Keen cyclists will be able to further their green credentials on a bicycle made from bamboo.

For a mere £3,000, customers at Chiswick’s Eco Age store – which is owned by actor Colin Firth’s wife and brother-in-law – can buy the organic, biodegradable cycle.

The bike’s frame is made from bamboo stems, plucked from the remote mountains of Taiwan’s Yushan National Park, home to the rock monkey and Formosan black bear, before being shipped to California.

Here the bikes are smoked and heat-treated before being assembled into a frame by Craig Calfee, the founder of Calfee Design, who has been building bike frames from bamboo since 1995.

Each bike is specifically designed for the height and weight of the rider and comes in either a mountain bike or racing bike style.

Chief executive Nicola Giuggioli of Eco Age said: “This bike is yet another example, if we still need it, of how nature already produce materials that have better performances and quality than the ones we have been developing over the last few decades; when will we learn that instead of processing minerals, chemicals and fossil fuels at incredibly high temperatures we only have to follow the examples that are in front of us every day?

“Expensive as a bike? Yes it is, but steel and carbon fibre bikes where not cheaper when they first came out on the market.”

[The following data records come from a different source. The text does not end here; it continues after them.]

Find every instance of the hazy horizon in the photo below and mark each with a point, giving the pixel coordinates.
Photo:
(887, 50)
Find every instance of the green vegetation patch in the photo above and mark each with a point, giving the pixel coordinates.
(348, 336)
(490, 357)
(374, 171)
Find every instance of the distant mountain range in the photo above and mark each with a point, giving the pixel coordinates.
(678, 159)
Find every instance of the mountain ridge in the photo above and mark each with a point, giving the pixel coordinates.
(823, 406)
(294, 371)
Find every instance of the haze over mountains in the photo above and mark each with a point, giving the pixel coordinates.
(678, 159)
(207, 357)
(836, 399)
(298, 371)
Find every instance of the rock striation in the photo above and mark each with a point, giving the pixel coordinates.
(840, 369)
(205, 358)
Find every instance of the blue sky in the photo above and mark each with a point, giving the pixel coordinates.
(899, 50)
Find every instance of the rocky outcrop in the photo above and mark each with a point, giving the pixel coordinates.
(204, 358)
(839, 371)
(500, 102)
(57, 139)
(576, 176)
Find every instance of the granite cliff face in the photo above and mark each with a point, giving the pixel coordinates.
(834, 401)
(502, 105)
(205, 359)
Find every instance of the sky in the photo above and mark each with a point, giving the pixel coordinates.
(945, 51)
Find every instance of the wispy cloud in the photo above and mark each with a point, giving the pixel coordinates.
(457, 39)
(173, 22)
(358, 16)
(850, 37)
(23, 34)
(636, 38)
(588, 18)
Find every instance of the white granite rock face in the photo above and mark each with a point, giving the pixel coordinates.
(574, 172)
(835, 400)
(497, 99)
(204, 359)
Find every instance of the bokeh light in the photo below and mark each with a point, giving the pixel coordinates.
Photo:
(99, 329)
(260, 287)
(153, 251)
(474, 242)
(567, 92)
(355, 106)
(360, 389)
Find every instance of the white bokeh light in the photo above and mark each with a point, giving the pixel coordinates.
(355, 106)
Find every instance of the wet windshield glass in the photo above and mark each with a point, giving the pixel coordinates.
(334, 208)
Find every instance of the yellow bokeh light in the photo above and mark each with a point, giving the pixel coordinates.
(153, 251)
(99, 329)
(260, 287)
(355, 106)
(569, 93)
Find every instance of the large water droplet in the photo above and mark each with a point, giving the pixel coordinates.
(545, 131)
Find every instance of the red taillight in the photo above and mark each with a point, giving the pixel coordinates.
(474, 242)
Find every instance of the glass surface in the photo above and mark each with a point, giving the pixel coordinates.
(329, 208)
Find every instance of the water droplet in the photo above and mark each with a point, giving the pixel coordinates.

Unlike normal metal bikes, the bamboo does not rust, meaning all that is needed for a peaceful ride is to preserve it properly and coat it with a waterproof sealer.

Bamboo has been used throughout history for everything from musical instruments to medicine and its combination of strength and flexibility makes it an ideal choice for building bikes.

The plant itself has an impressively high green rating, absorbing five times as much greenhouse gas as a conventional tree plantation.

The bike is sold exclusively at Eco-Age in High Road, Chiswick.